このように対応そのものおよび組織的な学習を支援するための環境や道具を整備する必要がある。

③ スキル

  • 顧客対応・カスハラ対応にあたる人材、支援する人材、マネジメントする人材および組織としての支援に責任を持つ経営層に求められるスキル体系
  • それらのスキルを計画的に習得するための場、仕組みの整備
     

最終的にカスハラ対応の矢面に立つのは第一線の従業員であり、彼らに必要なスキルアップを支援することは必要不可欠である。それにとどまらず、第一線を支援する様々な部署、マネジメント層、ひいては経営層に至るまでがそれぞれの役割を認識し的確に発揮できるようにすることが重要である。

三位一体の取り組み

何から始めるか

弊社にいただくご相談としてよくあるケースは「カスハラ対応の研修を考えている」というものである。しかし本来は「ルール」、つまり具体的にどのようにカスハラを定義、判断し、どのように「断る」かを決めることが先決である。一般論としてカスハラ研修を実施することは容易であるが、自社の具体的なケースで、どう判断し、どう断るのかを整理しないまま研修しても、実際のカスハラへの対応策を講師として指導することはできない。

とはいえ、前述の「ルール」全てを整備してからでは現場の従業員への支援が遅れてしまう。従って弊社では、まず「具体的なケースでどう判断し、どういう理由で、どのような方法と表現で断るか」を整理し、その上で現場向けの研修を行うことを提案している。
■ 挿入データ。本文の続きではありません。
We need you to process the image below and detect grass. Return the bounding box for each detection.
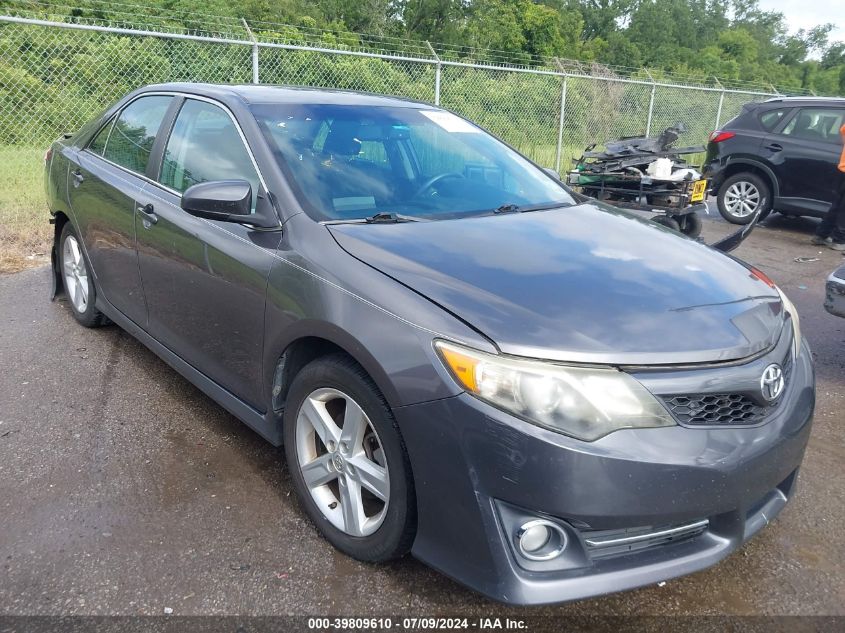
[0,147,53,273]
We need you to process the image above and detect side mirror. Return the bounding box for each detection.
[182,180,252,222]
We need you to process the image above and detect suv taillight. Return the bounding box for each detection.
[710,130,736,143]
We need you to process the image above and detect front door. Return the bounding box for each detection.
[68,96,172,326]
[136,98,281,410]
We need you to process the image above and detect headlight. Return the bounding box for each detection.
[435,341,675,442]
[775,286,801,358]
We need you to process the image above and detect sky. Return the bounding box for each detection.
[759,0,845,41]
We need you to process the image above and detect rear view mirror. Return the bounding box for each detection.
[182,180,252,222]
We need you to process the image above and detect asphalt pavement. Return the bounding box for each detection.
[0,209,845,617]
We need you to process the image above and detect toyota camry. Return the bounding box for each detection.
[46,84,815,604]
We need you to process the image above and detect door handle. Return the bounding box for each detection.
[135,204,158,224]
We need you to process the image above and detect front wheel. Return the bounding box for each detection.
[716,172,772,224]
[284,354,416,562]
[59,222,109,327]
[675,213,702,237]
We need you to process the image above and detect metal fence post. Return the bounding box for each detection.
[241,18,260,84]
[425,40,442,105]
[713,77,725,130]
[645,68,657,136]
[555,60,568,174]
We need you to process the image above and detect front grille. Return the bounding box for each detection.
[663,393,769,425]
[660,348,794,426]
[581,519,709,559]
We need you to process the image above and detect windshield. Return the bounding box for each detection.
[252,104,574,220]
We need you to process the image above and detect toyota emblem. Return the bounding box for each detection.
[760,363,784,402]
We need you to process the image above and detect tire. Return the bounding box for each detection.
[716,172,772,224]
[58,222,109,327]
[651,215,681,231]
[675,213,702,238]
[284,354,417,562]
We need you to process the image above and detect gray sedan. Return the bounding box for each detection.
[46,84,815,604]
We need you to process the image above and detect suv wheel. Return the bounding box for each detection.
[284,354,416,562]
[716,172,772,224]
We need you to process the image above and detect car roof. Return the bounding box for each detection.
[765,97,845,106]
[139,82,435,109]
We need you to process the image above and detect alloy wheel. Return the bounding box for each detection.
[725,180,761,218]
[62,235,88,314]
[296,388,390,537]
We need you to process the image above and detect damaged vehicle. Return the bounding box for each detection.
[824,265,845,317]
[45,84,815,604]
[567,123,707,237]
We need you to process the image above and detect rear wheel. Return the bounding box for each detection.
[284,354,416,562]
[59,222,108,327]
[716,172,772,224]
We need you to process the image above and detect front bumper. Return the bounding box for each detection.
[701,158,725,196]
[395,345,815,604]
[824,266,845,317]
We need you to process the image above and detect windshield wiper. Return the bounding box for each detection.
[364,211,420,224]
[493,202,572,213]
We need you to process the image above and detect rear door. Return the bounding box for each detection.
[137,98,281,410]
[761,106,845,211]
[68,95,173,326]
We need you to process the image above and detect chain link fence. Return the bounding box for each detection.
[0,15,776,170]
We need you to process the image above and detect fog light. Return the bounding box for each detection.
[516,519,567,560]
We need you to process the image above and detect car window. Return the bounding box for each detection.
[251,104,574,220]
[88,117,115,156]
[102,95,173,174]
[159,99,260,211]
[782,108,845,143]
[760,108,789,132]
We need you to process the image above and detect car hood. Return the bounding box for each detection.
[329,203,784,365]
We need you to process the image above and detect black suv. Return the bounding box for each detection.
[704,97,845,224]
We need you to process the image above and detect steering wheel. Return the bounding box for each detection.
[412,171,464,198]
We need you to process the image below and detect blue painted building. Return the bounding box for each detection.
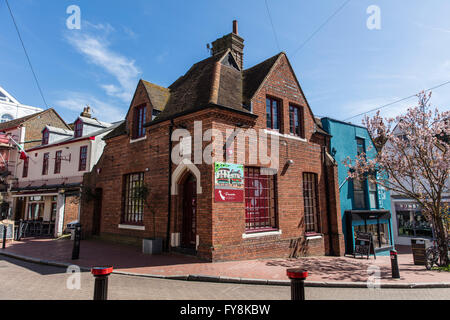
[321,118,394,255]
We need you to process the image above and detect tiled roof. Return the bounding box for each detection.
[142,80,170,111]
[103,121,128,140]
[42,126,73,136]
[79,116,111,128]
[151,51,253,121]
[242,52,283,105]
[0,109,50,130]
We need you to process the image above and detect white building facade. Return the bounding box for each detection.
[0,87,43,123]
[12,109,118,237]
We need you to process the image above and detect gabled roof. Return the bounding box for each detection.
[242,52,283,105]
[78,116,111,128]
[141,80,170,111]
[27,121,124,152]
[0,87,20,104]
[0,108,70,131]
[103,121,128,140]
[155,50,249,121]
[42,126,73,136]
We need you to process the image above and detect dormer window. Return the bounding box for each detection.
[42,129,49,145]
[152,109,161,121]
[133,104,147,139]
[75,119,83,138]
[289,105,305,138]
[266,97,281,130]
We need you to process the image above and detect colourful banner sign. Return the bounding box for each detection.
[214,162,244,202]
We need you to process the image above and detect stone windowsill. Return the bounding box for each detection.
[130,135,147,143]
[242,230,282,239]
[264,129,308,142]
[119,224,145,231]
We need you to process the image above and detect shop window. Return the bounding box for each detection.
[396,210,433,238]
[75,119,83,138]
[42,153,50,176]
[289,105,304,138]
[133,105,147,139]
[27,202,44,220]
[353,179,367,209]
[354,222,391,249]
[50,201,57,222]
[22,157,29,178]
[266,98,281,130]
[78,146,87,171]
[245,167,277,232]
[303,173,319,233]
[122,172,144,224]
[369,179,378,209]
[55,151,62,174]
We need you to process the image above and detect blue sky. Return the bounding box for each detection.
[0,0,450,124]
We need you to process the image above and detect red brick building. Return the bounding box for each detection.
[81,25,344,261]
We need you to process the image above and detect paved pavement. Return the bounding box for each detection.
[1,239,450,285]
[0,256,450,300]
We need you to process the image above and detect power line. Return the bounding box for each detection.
[264,0,281,51]
[343,81,450,121]
[292,0,351,56]
[5,0,48,109]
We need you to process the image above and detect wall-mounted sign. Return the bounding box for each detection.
[214,162,244,202]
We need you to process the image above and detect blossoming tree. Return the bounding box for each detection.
[345,92,450,266]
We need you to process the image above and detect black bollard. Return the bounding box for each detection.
[91,267,113,300]
[287,269,308,300]
[2,226,8,249]
[72,223,81,260]
[390,250,400,279]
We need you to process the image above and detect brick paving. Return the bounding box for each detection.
[0,256,450,301]
[1,239,450,283]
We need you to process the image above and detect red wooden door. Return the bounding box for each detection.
[181,175,197,248]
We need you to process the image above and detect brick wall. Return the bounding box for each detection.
[25,109,70,149]
[82,56,343,261]
[63,195,80,230]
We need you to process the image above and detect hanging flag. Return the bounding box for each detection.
[0,134,9,144]
[9,136,28,160]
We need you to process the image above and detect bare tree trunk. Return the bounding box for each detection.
[433,208,449,267]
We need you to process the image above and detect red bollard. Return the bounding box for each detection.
[287,269,308,300]
[91,267,113,300]
[390,250,400,279]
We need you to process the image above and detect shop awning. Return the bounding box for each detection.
[345,210,391,221]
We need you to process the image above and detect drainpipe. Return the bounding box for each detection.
[165,119,174,251]
[322,146,334,256]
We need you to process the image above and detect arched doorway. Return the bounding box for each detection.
[181,174,197,250]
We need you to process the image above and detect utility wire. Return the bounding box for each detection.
[5,0,48,109]
[292,0,351,56]
[264,0,281,51]
[343,81,450,121]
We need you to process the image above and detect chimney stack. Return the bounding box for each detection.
[233,20,239,35]
[80,106,92,118]
[211,20,244,71]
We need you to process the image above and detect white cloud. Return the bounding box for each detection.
[54,91,125,122]
[66,22,141,103]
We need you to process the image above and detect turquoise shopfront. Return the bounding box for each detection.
[321,118,394,255]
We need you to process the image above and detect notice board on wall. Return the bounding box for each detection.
[214,162,244,202]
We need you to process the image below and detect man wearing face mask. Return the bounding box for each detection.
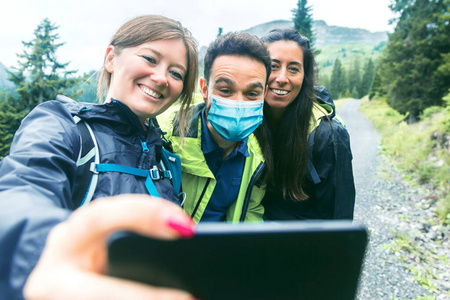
[158,33,271,222]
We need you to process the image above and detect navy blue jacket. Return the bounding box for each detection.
[0,96,178,299]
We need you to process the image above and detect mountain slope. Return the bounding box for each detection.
[243,20,388,49]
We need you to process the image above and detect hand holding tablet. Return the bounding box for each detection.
[108,221,368,300]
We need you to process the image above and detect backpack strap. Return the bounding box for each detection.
[72,116,100,207]
[72,116,184,207]
[306,129,321,184]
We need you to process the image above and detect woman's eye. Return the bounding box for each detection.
[142,56,156,64]
[170,71,183,80]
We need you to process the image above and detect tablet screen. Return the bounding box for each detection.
[108,221,368,300]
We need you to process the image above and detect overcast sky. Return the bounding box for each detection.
[0,0,393,72]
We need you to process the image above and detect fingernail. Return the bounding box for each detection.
[167,220,195,238]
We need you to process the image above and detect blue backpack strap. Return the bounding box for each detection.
[306,130,321,184]
[91,164,172,197]
[162,148,181,195]
[72,116,100,208]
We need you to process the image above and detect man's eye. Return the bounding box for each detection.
[170,71,183,80]
[146,56,156,64]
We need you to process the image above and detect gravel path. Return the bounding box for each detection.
[337,100,450,300]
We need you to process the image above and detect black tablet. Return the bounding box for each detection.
[108,221,368,300]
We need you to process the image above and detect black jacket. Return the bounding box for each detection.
[263,87,355,220]
[0,96,178,299]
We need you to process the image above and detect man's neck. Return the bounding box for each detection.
[206,121,238,160]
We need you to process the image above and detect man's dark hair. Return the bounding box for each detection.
[204,32,272,84]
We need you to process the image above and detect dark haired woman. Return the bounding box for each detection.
[255,29,355,220]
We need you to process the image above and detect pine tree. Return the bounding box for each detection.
[217,27,223,37]
[348,58,361,99]
[369,69,384,100]
[359,58,375,98]
[0,92,26,159]
[291,0,318,55]
[329,58,347,99]
[8,19,80,111]
[380,0,450,123]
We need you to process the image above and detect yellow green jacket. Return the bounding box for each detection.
[158,103,265,223]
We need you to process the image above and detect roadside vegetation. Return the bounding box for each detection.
[360,94,450,225]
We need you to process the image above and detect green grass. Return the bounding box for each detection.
[360,96,450,223]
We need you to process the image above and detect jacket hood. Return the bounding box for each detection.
[56,95,146,137]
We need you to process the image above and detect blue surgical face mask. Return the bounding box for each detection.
[207,94,264,142]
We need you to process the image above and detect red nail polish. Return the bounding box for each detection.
[167,220,195,238]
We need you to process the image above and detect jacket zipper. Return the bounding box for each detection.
[191,177,211,219]
[239,162,266,222]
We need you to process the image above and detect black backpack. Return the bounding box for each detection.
[72,116,184,208]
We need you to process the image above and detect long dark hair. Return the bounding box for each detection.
[255,29,316,201]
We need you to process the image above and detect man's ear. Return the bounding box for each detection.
[200,77,208,104]
[103,45,116,73]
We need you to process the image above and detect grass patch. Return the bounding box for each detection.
[360,95,450,223]
[381,231,445,299]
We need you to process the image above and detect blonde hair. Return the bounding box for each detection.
[97,15,198,139]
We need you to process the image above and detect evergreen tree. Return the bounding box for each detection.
[348,58,361,99]
[380,0,450,123]
[217,27,223,37]
[358,58,375,98]
[0,92,26,159]
[369,69,384,100]
[291,0,319,55]
[8,19,80,111]
[329,58,347,99]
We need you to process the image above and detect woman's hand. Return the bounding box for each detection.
[24,194,195,300]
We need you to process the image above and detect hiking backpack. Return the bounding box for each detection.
[72,116,181,207]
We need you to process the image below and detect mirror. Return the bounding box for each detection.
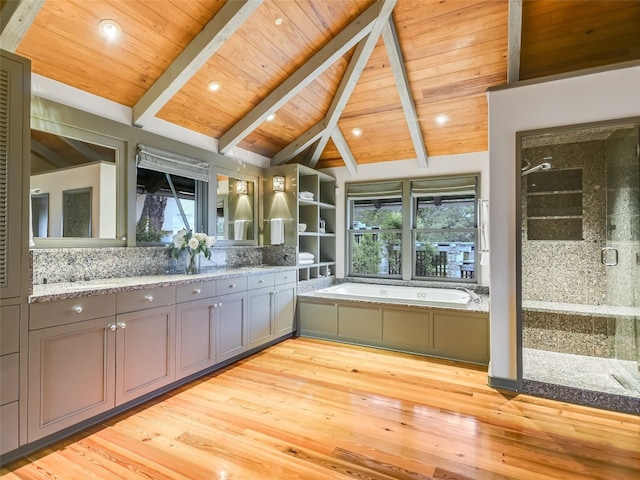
[30,126,119,245]
[216,173,255,242]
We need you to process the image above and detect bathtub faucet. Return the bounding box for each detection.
[456,287,482,303]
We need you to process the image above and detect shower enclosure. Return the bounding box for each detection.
[518,118,640,410]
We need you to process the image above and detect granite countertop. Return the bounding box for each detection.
[29,265,295,303]
[298,292,489,313]
[522,300,640,317]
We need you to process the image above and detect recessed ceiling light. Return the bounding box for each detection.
[98,19,122,40]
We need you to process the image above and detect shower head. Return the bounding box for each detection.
[521,163,551,177]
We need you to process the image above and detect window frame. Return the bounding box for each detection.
[345,172,481,284]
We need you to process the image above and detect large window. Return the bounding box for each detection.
[347,176,477,282]
[136,145,209,244]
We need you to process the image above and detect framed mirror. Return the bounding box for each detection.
[30,118,125,247]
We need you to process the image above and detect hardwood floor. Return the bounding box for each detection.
[2,338,640,480]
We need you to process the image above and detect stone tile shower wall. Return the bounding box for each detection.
[606,128,640,368]
[521,141,607,305]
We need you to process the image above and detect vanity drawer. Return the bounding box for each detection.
[247,273,274,290]
[275,270,296,285]
[116,287,176,313]
[176,280,216,303]
[216,277,247,296]
[29,293,116,330]
[0,353,20,405]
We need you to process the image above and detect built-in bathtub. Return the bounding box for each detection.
[314,283,471,308]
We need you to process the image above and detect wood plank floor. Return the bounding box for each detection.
[1,338,640,480]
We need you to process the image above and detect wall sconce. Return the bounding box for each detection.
[236,180,249,195]
[273,175,284,192]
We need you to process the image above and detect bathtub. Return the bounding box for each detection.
[314,283,471,308]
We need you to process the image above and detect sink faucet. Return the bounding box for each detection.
[456,287,482,303]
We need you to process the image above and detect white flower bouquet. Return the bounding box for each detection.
[169,229,216,273]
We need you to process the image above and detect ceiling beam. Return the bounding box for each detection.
[382,18,427,168]
[58,137,104,162]
[331,125,358,175]
[507,0,522,83]
[0,0,45,53]
[31,139,73,168]
[309,0,397,168]
[218,0,396,153]
[133,0,262,127]
[271,119,327,167]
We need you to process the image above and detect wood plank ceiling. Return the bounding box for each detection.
[0,0,640,172]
現場向けの研修を実施してみると、もっと支援が必要な具体的なケースが見いだせるし、現場が求めている上司や他部署からの支援のあり方も見えてくる。それらを踏まえて、ルール、ツールを整備していくといった進め方が効果的であるし効率的であると考える。

もっともまずいのは、経営層が「カスハラは断れば良い」というだけの認識で、研修を一通り実施して満足してしまうことである。

法律と「自社らしさ」

最後に触れたい点は、「カスハラは断る」と良いながらも「何をどういう理由で断るか」は「自社らしさ」が反映されるということである。例えば食品メーカーを例に挙げてみよう。A社は「おいしくなかった。返金せよ。」という要求に対しては一切お断りしているが、B社は(一度目は)返金対応している。「おいしくない」という個人の好みの表れについてA社は「我が社が自信を持って作った商品であり、好みに合わなかったのは残念だが品質に問題がないなら返金はしない」という考え方である。一方のB社も自信を持って製造し提供している点は同じだが「おいしく召し上がっていただきたいと考えているので、(一度目は)返金する」という考え方である。

何をカスハラすなわち著しい迷惑行為とするか、前提として何を理不尽な要求だととらえるかについては、企業により考え方は異なっていて当然である。このあたりもガイドラインには具体性が求められるとお伝えしている背景でもある。

ここで「法律」を持ち出したのは、カスハラ対応のガイドライン作成や対応のあり方について法律の観点だけから判断するのは避けよう、という意図である。法律は全企業に適用できる・適用されるが、その範囲のなかで何をカスハラとしどのように対応するかという点には各社の「らしさ」が反映される。「断る」という点に違いは無いが、そこに至る考え方や具体的な対応方法には是非、自社の価値観を反映いただきたい。


以上、2回にわたりカスタマーハラスメント対応のあり方について、コンサルティング実践を通じて考え、お勧めしたい内容を紹介した。カスタマーハラスメント対応に取り組まれる際の参考になれば幸いである。